Can you introduce Sangamo Therapeutics?

Sangamo Therapeutics specializes in genomic medicine. We have various ongoing projects, such as Hemophilia A in partnership with Pfizer, a wholly-owned project for sickle cell disease, and a CAR-Treg cell therapy for renal transplant, which is currently in clinical trials and progressing well. Additionally, we have a pipeline of projects targeting inflammatory bowel disease, multiple sclerosis, and diseases of the central nervous system (CNS). Our proprietary zinc finger technology allows us to power a complete suite of genomic medicine capabilities, providing a unique approach to gene therapy, cell therapy, and gene editing. We are strategically focused on developing genomic cures for serious conditions with high unmet patient needs and where our technology has the potential to create first- or best-in-class medicines.

What are the recent business highlights?

In our most recent quarterly call, we reported having US$308 million in cash. In the last several years, we have managed to raise approximately US$1.6 billion, about half of which came from financial raises and the other half through partnerships with leading pharmaceutical companies.
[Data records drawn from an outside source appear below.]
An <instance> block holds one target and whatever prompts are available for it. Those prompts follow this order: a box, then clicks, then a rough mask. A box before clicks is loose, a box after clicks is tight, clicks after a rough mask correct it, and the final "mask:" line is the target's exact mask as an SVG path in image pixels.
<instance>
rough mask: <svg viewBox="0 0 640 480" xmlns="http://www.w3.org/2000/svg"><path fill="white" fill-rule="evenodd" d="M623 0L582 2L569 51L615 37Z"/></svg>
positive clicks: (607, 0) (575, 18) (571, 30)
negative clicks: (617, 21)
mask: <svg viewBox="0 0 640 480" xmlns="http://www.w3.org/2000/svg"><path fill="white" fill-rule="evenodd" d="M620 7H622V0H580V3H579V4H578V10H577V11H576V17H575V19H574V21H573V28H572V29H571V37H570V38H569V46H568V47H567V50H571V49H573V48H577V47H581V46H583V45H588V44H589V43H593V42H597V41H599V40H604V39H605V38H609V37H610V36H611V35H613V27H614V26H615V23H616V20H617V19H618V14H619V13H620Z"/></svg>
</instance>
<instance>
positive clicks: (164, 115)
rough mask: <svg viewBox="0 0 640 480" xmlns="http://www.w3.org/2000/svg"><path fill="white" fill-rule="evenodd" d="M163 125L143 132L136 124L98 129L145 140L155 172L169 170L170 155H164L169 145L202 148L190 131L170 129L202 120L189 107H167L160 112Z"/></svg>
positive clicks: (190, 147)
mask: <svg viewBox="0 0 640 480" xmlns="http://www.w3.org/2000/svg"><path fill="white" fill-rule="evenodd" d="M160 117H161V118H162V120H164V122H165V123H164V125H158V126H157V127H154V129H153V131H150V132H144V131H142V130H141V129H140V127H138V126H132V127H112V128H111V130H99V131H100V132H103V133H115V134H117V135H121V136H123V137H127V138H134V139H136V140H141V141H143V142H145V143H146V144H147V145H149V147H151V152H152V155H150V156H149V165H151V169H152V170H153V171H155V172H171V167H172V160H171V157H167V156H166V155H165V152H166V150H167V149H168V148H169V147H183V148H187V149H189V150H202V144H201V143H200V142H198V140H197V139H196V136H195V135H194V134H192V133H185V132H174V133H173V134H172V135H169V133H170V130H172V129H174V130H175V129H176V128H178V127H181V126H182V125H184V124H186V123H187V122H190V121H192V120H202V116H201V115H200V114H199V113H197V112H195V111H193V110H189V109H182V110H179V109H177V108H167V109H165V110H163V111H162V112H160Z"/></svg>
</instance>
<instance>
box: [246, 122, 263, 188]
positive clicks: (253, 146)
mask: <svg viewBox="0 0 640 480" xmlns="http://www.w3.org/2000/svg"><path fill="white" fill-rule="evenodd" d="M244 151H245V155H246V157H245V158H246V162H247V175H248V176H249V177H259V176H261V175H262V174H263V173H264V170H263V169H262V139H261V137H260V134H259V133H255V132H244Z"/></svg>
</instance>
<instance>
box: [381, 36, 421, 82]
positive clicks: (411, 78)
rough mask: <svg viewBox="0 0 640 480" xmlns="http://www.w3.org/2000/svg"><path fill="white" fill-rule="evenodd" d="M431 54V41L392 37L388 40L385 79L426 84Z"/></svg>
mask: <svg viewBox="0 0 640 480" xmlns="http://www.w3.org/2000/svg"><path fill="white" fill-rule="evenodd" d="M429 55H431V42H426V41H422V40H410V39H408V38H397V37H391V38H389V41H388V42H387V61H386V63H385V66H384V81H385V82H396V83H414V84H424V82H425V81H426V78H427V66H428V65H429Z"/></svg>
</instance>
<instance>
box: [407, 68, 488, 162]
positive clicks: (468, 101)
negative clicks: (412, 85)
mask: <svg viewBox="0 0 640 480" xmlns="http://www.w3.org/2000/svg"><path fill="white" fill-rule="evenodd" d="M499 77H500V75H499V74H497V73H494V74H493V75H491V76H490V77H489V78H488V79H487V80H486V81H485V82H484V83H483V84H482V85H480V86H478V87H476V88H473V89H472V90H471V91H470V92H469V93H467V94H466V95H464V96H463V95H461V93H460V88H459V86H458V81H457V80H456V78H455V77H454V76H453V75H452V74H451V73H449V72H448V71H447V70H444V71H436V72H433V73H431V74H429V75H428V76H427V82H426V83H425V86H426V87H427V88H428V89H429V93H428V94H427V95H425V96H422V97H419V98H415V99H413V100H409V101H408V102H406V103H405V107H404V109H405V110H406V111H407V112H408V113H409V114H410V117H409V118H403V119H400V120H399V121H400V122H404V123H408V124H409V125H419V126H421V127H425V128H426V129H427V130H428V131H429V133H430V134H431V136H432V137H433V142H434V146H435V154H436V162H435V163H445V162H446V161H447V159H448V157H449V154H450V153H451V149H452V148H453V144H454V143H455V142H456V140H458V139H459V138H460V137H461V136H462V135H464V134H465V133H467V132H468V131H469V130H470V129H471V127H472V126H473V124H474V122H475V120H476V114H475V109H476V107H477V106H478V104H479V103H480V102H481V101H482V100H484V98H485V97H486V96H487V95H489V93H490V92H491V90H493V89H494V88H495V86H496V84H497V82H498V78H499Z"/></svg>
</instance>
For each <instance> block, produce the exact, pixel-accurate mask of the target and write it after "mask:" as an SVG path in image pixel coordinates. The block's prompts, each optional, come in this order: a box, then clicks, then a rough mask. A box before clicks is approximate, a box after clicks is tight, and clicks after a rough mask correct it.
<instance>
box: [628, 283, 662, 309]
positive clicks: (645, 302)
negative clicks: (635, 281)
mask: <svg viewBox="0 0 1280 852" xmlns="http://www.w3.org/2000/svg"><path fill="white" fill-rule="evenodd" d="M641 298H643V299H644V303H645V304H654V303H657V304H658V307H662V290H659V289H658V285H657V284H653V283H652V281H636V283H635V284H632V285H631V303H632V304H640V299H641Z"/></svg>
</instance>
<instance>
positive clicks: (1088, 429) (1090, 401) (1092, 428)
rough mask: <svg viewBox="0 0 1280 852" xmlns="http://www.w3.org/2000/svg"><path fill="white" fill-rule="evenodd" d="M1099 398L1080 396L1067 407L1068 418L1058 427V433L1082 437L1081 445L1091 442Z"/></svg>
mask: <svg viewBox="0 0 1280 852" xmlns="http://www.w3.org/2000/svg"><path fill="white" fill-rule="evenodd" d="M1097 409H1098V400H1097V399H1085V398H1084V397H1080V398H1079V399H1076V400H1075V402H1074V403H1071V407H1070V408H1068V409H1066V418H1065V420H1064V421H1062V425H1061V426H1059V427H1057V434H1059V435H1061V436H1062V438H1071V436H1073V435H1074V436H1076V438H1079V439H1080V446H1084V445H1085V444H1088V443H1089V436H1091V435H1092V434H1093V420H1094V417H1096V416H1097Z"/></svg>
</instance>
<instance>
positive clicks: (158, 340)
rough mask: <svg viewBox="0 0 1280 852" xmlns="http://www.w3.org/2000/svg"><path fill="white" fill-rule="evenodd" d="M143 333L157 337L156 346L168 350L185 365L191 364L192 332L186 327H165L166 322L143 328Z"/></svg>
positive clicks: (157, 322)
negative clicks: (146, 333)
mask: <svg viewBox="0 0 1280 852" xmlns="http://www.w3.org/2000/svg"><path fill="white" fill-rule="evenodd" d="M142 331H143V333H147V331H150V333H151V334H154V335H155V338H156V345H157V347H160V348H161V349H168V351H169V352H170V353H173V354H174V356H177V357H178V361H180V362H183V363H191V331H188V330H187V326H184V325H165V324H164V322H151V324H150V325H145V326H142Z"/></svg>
Partnerships are crucial to us because they help us deliver on our mission to get new medicines to patients as quickly and safely as possible by extending the reach of our technology into new therapeutic areas and providing revenue to fuel our science. For instance, our partnership with Pfizer for Hemophilia A is of immense significance as it will provide a potentially transformative treatment for patients. Additionally, we expect to receive potentially US$240 million in milestones and 14-20% royalties until the drug launch.

Our zinc finger platform is uniquely versatile, allowing us to power a complete suite of genomic medicine capabilities. However, as a small company, there are limits to what we can take forward on our own. Therefore, we regularly evaluate inquiries from other companies interested in partnering with us to utilize our technology.

Could you provide an update on the Hemophilia A program with Pfizer and what steps are planned for a pivotal readout?

The phase 3 trial dosing is almost complete, and the results are expected to be presented in the first half of 2024. We have also been advised that they will be filing the Biologics License Application (BLA) in the second half of the same year. For our company, this program is a transformative moment.

What are the clinical advantages observed in the Phase 1-2 STAAR Study conducted for Fabry disease?

When we speak to patients with Fabry disease, we can sense the importance of having a treatment that frees them from the burden of enzyme replacement therapy infusions. Patients with Fabry disease spend approximately five hours every other weekend for infusion, which can be quite challenging. Thus, the idea of potentially receiving a single infusion of gene therapy that frees them from the disease is a liberating and important factor that eases the burden of their condition.

Can you give an outlook on the future trends of data technologies and gene therapy in the life sciences industry?

Being the first gene editing company to use zinc finger technology, Sangamo’s versatile technology enables us to power a complete suite of genomic medicine capabilities: gene activation or repression, DNA cleavage, base editing, site-specific integration, and epigenetic modification. Sangamo has the whole toolbox, enabling us to find the right tool for each clinical need. While technology is important, it is the application of that technology that matters.

What are the primary trends propelling the demand for genomic medicines in the US in 2023?

Cell and gene therapy is becoming increasingly important. So far, these therapies have been used mainly for rare conditions or in cases where the patient's life is at risk. However, Hemophilia A may be the first large-scale use of genomic medicine, where patients have an alternative treatment option. We believe that the benefit of giving patients a "once and done" treatment that keeps them out of hospitals and reduces their pain is enormous. The benefit to society of treating patients with a one-time gene therapy that extends their lives and reduces their pain must be taken into account when considering cost and benefit.